You are correct that not a lot of software can effectively use 40 threads. Eventually Amdahl's law kicks in and you can't do
one thing much (if any) faster with more threads. Some software doesn't try to do one thing though (especially a lot of the benchmarking software which arbitrarily create work). Think about almost anything in the distributed computing realm. They don't try to do one thing fast, they try to do many things fast. That type of software is perfect for core spamming. That is not applicable to everyone though as many people don't run those types of software.
But I have a more important point that I'd like to make. Right now as I eat lunch, my computer is almost completely idle. Yet ~18 threads are using over 0.3% of the CPU time. Context switching (switching a core from one thread to another) to share all 18 threads over a few cores is quite computationally and energetically expensive.

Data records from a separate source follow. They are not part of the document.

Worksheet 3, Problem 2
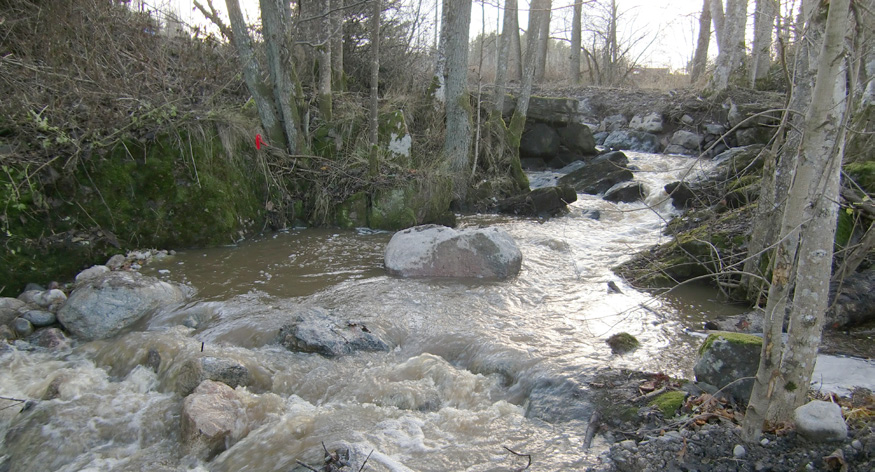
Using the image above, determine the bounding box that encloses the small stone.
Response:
[793,400,848,442]
[76,265,109,282]
[106,254,127,270]
[12,318,34,338]
[21,310,58,328]
[29,328,70,349]
[0,325,15,344]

https://en.wikipedia.org/wiki/Context_switch#Cost Imagine if context switching wasn't really a thing any more. Imagine if every important thread has its own core. Think about all that software you are using that doesn't need a fast core, but needs to do something regularly (virus scanning, Windows crap, background encryption of everything, heck even Microsoft Teams has 3 to 4 threads each using a significant amount of CPU time all the time).

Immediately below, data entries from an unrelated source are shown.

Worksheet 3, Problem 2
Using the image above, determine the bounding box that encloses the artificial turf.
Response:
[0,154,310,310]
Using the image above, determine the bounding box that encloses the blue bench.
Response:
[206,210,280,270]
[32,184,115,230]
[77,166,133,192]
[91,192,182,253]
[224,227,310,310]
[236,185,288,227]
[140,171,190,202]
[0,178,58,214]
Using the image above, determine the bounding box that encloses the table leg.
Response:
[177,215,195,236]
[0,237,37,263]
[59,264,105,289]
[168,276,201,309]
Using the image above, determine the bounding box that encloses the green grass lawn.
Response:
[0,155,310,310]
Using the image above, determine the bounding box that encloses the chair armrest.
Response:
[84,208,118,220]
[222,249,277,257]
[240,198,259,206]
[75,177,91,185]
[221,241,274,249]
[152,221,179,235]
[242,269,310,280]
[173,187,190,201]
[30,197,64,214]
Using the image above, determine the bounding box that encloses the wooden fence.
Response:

Imagine they all have their own tiny core. No more context switching would make the operating system a piece of cake and far more efficient than it is. Heck, Windows could even be made to be fast. Gasp! Imagine how much simpler and more secure virus scanning could be if the programmers didn't have to consider sharing resources. Scan everything as it is being used. Encrypt/decrypt everything without any performance impact to the user's software. AI always listening to what you are doing/saying/typing without impacting the user (if enabled), etc. All without the CPU cost and energy use of context switching. And your own programs have dedicated powerful cores without any of that background tasks impacting them (no interruptions for Windows stuff, no cache sharing, etc).